Separation

Markos spoke grimly. “I’ll divide us up into parties, send them out to counter any actions. Will you help me rouse the people?”

Ryan nodded, and the companions separated, moving among the sleeping and half-awake Pilatans, rousing them as they went. Their actions were greeted with a mixture of fear and hostility—fear at being attacked and some residual resentment that it was whitelanders who were telling them to get up to prepare for battle.

Markos sent scouts out to the sentry posts to see what was happening and to recall those sec men so that they could be briefed. The job of the scouts was to send back reports with the returning sec men, then keep a roving brief, so that they could plot the progress of the outsiders.

Swiftly, the mood in the Pilatan camp changed. As they fully awakened and could hear the arriving wags, the Pilatans realized that they were in for their first taste of a firefight on the mainland. They rapidly checked and primed their blasters, and assembled in front of Markos, who received the reports of the incoming sec force. He turned to the assembled Pilatans and the companions, and spoke concisely, rapidly.

“They come from the one area, across the plain where the skirmish took place last night. There are ten wags, with approximately five or six people on each. This means that we outnumber them, but they appear to have machine blasters. They may have grens, mebbe even rocket launchers. We cannot know their firepower, therefore must assume the worst.

“I will divide you into small groups and assign posts. We will concentrate our efforts in the direction from which they will come, but also have outlying parties to flank them. You must be alert and shoot to chill. Use the natural cover. They undoubtedly will.”

With which, Markos moved among the Pilatans, dividing them into groups and mixing some of them with the companions. “They have experience of firefights in the whitelands—listen to them,” he told the relevant groups. But despite this, J.B. and Krysty were put into small war parties where there was hostility from diehard separatists who weren’t comfortable with the idea of listening to pale ones.

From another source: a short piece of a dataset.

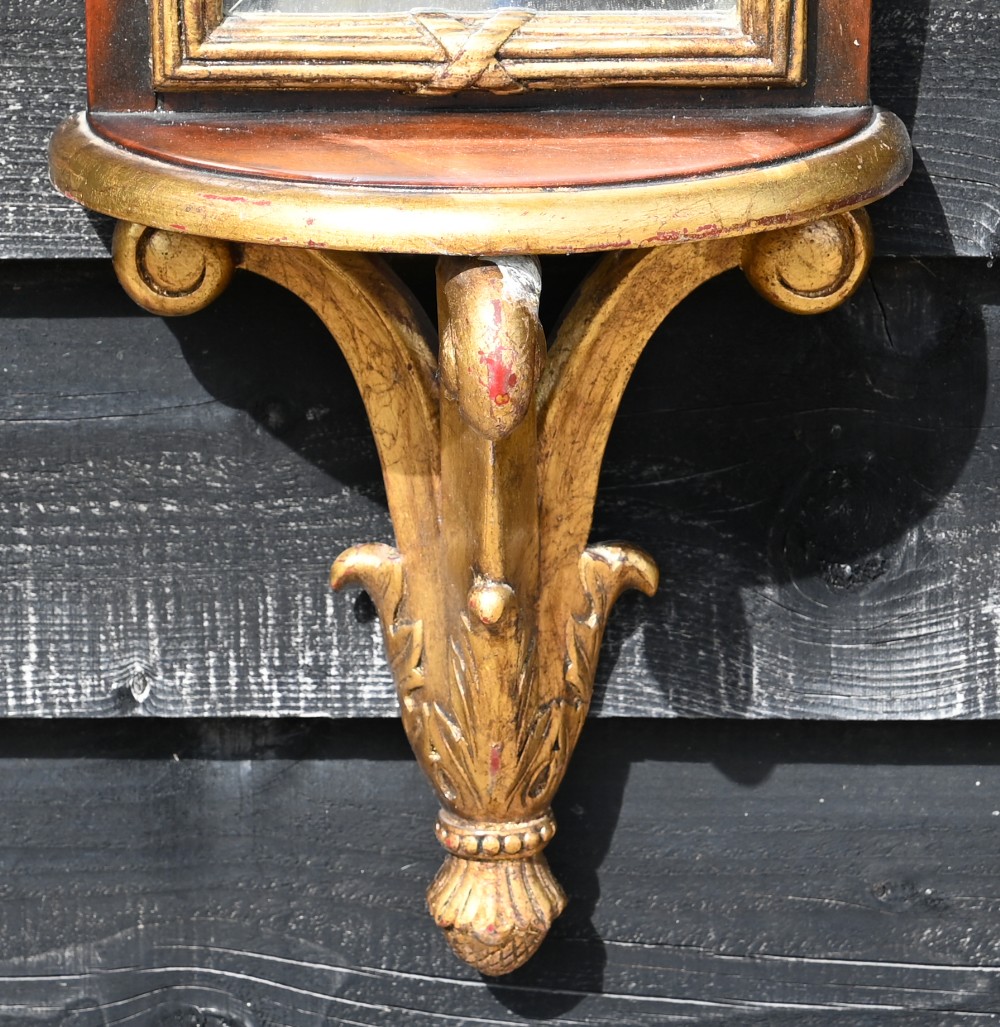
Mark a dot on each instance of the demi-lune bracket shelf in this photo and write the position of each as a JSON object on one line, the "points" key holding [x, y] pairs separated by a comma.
{"points": [[493, 600]]}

Before the groups set off into the woods, J.B. managed to snatch a few words with Ryan, telling him of the residual resentment. “Another thing—I don’t like the idea of so many people with blasters wandering about in such a small wooded area, blasting at anything that moves.”

Ryan agreed. “I know. We should be drawing the enemy out where we can get a clear sighting of them. It’ll be too easy to blast our own out there.”

“Yeah, I’ll go with that,” the Armorer agreed grimly. “Good luck out there.”

The war parties were about to move out when a scout returned with further information. The wags had rolled to a halt and discharged their cargo of heavily armed men, with a guard of four left to cover them. The men had fanned out and were now in the woods.

“We outnumber them heavily, so the odds are on our side,” Markos added when he relayed this to the baron, “but we need to proceed with caution.”

Sineta agreed, clutching her blaster. She turned to Mildred as Markos gave the order to move. “I fear I shall not be of much use in the conflict to come.”

“You concentrate on keeping alive, sweetie,” Mildred told her. “We’re a far-flung group, so the chances of you being risked are low. Markos has made sure of that—”

“But I must lead my people,” Sineta protested.

“You can’t lead them when you’re chilled,” Mildred countered, cutting her short. “He’s done the right thing in the circumstances. Now just stay close to me and don’t argue about it, all right?”

The Pilatan war parties moved out into the woods and straight into trouble.

The wooded areas they had to traverse were thick, and it was impossible for them to move stealthily. The same was also true for the incoming attack parties, but the sounds by which they could have been tracked were obliterated by the noise of the Pilatans. Blasterfire filled the air in staccato and irregular blasts, and the air became thick with cries of surprise and pain.